En esos días, paseando por el puente de Sant’Angelo, me encontré con el cardenal Carles, entonces arzobispo de Barcelona. Lo saludé y le agradecí que los cardenales hubiesen regalado a la Iglesia un papa como Benedicto XVI. Él me contestó sencillamente: «Hemos elegido al mejor». Era una certeza que muchos compartíamos. La excelencia de Joseph Ratzinger era tan destacada que sería imposible ocultarla: como teólogo y profesor, como arzobispo de Múnich y Frisinga, como Prefecto de la Congregación de la Fe en Roma… Y, estaba seguro de ello, también como Papa.

Los ocho años de pontificado (2005-2013) así lo han demostrado. También el inédito acto —en tiempos contemporáneos— de su renuncia, al igual que estos casi diez años vividos como Papa emérito. Su figura se agrandará aún más con el tiempo. Benedicto XVI era un Papa muy querido por los fieles, muy respetado por muchos intelectuales y también muy combatido, especialmente por ciertos sectores de la prensa alemana —quien haya leído la biografía escrita por Peter Seewald puede verificarlo—.

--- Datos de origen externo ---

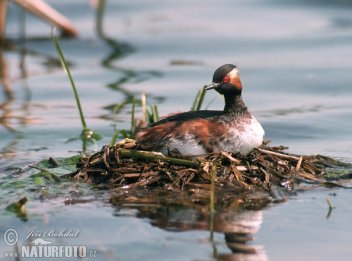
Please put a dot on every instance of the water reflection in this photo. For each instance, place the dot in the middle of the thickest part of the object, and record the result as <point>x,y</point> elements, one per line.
<point>118,50</point>
<point>238,218</point>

Amante de la belleza de la liturgia, respetuoso con la tradición de la Iglesia, ha sido, a mi juicio, el más moderno de los papas; aquel que más a fondo ha pensado la relación entre Cristianismo y Modernidad, entre fe y razón, apostando siempre por ser un “colaborador de la verdad”. Verdad y amor van de la mano: «El amor —caritas— es una fuerza extraordinaria, que mueve a las personas a comprometerse con valentía y generosidad en el campo de la justicia y de la paz. Es una fuerza que tiene su origen en Dios, Amor eterno y Verdad absoluta», escribió en su tercera y última encíclica.

Su principal legado es, a mi juicio, además del testimonio de su vida, su enseñanza sobre la centralidad de Dios para la vida de los hombres. En la Plaza del Obradoiro, el 6 de noviembre de 2010, lo expuso con su habitual maestría, refiriéndose de modo especial a Europa. La aportación principal de la Iglesia a Europa «¡se centra en una realidad tan sencilla y decisiva como ésta: que Dios existe y que es Él quien nos ha dado la vida. Solo Él es absoluto, amor fiel e indeclinable, meta infinita que se trasluce detrás de todos los bienes, verdades y bellezas admirables de este mundo; admirables pero insuficientes para el corazón del hombre». Este Dios, de primera necesidad para los hombres, lo ha traído Jesucristo al mundo, tal como podemos leer en su espléndida obra Jesús de Nazaret.

Benedicto XVI acaba de cruzar el umbral hacia la otra vida, entrando en el misterio de Dios. No dio este paso solo, sino sostenido por el afecto y la oración de la Iglesia y de tantos hombres de buena voluntad. Como él dijo al comienzo de su pontificado: «Quien cree, nunca está solo; no lo está en la vida ni tampoco en la muerte».

Su vida en la tierra no ha sido inútil; ha dejado mucho poso. Le pedimos a Dios que el papa Benedicto nos siga acompañando desde el cielo.